The medium by which the developer can communicate capability with the PI

This section defines core concepts used throughout VoxKit so developers and researchers share a common vocabulary.

Engine

A low-level processing component that implements a specific algorithm or toolkit (for example: forced alignment, voice activity detection, feature extraction, or model inference). Engines load models/assets, expose a simple run API, and produce machine-readable artifacts (JSON, arrays, files). Engines are intended to be implemented by developers and documented so pipelines can reference them declaratively.

Analyzer

A higher-level component that analyzes datasets, generates reports, or computes summary statistics. Analyzers are implemented by developers and documented for pipeline use.

Stacker

The orchestration layer that composes Engines and Analyzers into an ordered step with a GUI. The Stacker reads pipeline definitions and displays them for tailored context. Stacker configs are intentionally declarative so non-developers can modify workflows via JSON.

Pipeline

A named sequence of steps that implements a study-specific processing flow. Pipelines are defined in `config/pipeline_definitions.json` and outline the guidance and order of opertions.

Startup Routine

A developer-provided routine that runs once (or on first launch) to prepare the applications assets: verify or download model files, fetch large datasets, and perform one-time initialization. (In the future) Startup behavior can be configured in `config/startup.json`.

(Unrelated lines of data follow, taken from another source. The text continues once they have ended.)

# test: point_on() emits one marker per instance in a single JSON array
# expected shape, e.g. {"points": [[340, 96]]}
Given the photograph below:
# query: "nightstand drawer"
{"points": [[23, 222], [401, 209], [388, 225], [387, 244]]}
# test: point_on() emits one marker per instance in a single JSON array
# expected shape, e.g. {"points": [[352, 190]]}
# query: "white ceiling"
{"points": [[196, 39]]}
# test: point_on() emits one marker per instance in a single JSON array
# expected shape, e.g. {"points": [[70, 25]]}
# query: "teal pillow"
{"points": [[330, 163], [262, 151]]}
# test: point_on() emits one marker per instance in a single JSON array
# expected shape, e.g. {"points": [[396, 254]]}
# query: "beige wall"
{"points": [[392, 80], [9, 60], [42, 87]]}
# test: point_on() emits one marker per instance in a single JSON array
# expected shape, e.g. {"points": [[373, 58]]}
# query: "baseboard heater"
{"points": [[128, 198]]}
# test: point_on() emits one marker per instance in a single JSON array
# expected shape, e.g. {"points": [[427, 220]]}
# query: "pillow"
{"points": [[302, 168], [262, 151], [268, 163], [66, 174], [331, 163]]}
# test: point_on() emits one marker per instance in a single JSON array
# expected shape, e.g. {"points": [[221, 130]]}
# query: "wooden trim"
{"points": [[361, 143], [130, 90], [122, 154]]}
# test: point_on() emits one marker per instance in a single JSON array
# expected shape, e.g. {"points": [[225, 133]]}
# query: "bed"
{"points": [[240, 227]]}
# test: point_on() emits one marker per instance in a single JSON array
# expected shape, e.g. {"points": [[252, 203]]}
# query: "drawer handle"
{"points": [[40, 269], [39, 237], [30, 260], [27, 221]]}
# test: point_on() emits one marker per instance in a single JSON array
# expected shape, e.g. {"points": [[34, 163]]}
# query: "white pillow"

Configuration (config files)

Human-editable JSON/YAML files in the `config` folder that drive behavior without changing code. Researcher teams can customize definitions like (pipeline selection, step parameters, study metadata).

Artifact & Provenance

Artifacts are outputs produced by steps (alignment files, feature arrays, plots). Provenance is metadata that records which pipeline, config version, component versions, and timestamps produced those artifacts; recording provenance is essential for reproducibility and auditability.